Wednesday, September 24, 2014

Kind helper bonds with ah ma

Sep 24, 2014

By Corrie Tan


My grandmother died a few weeks ago. She went very peacefully, in the comfort of home, at the grand old age of 96.

Ah ma, as we called her in Teochew, was diagnosed with dementia nearly 20 years ago, and she also had Parkinson's disease, which meant that her motor skills eventually degenerated and that she moved from being wheelchair-bound to bedridden.

We started hiring domestic helpers who had the physical strength to help her move around and use the shower and bathroom. She eventually became completely uncommunicative verbally - she could not hold conversations or express how she felt.

This was around the time we hired our final domestic helper, a young woman from Indonesia named Yuli. She had never worked abroad. She giggled incessantly at first when my mother taught her how to care for my grandmother and how to do basic household chores.

But she was sweet and earnest - and despite having no common language with which to connect with my grandmother emotionally, Yuli grew very fond of her.

When my grandmother was admitted to the hospital last month for developing an auto-immune disease, Yuli was deeply worried. She approached my mother and asked if she could give her $100 for my grandmother's hospital fees.

My mother declined this, of course. The amount was nearly 20 per cent of Yuli's pay, a huge sacrifice for a young woman supporting a family back home.

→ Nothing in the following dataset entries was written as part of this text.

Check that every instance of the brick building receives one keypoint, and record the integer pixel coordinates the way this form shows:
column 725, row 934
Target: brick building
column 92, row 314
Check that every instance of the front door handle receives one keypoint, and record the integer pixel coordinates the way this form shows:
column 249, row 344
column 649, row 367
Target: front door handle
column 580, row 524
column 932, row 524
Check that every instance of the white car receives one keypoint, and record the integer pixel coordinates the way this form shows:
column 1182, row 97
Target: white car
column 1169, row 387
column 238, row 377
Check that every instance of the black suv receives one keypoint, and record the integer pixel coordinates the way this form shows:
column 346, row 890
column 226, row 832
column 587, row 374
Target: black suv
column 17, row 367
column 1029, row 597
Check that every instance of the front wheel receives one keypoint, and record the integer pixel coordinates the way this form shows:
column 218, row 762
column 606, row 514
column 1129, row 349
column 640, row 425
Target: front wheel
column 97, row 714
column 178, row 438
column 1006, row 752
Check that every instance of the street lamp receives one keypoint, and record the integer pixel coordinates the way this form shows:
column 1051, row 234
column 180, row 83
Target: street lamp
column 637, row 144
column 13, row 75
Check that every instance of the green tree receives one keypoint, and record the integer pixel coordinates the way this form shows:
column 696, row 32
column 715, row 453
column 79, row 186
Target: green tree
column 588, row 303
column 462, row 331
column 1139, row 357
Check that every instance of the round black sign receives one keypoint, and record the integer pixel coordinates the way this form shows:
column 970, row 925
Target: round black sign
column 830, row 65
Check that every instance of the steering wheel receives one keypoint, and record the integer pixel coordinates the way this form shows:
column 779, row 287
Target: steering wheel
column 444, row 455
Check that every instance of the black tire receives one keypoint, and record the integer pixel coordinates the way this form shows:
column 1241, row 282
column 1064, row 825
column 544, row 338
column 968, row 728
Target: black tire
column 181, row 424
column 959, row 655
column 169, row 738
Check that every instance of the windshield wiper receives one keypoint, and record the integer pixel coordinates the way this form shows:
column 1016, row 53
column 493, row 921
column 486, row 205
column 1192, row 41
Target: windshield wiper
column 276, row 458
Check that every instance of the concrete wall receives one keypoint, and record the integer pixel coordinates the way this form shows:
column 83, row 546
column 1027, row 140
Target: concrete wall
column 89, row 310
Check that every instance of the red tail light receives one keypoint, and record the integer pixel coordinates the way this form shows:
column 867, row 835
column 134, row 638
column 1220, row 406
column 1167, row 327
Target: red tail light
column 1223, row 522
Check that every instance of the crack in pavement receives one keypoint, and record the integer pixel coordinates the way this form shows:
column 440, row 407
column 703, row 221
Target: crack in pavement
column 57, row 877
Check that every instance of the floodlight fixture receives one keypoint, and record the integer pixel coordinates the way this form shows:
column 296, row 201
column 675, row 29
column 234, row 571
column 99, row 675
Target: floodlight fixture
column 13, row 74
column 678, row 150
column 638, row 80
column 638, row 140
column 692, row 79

Earlier this week, I watched a video put together by my colleagues at The Straits Times Digital team about 60-year-old Richard Ashworth, who had hired a male helper from Myanmar to care for his elderly adopted father John, 81, who had dementia.

The younger Ashworth said, teary-eyed and voice cracking, that he had considered suicide because he just could not cope with the demands of caring for his father, whose behaviour was getting more and more difficult to manage - even turning violent.

Laminn Koko, the young man from Myanmar that Mr Ashworth had hired, was disappointed at the standards of the nursing homes they visited, and said he could take care of Uncle John better on his own.

He said: "I told my boss - I'm still here. I can take care of both Uncle John and you."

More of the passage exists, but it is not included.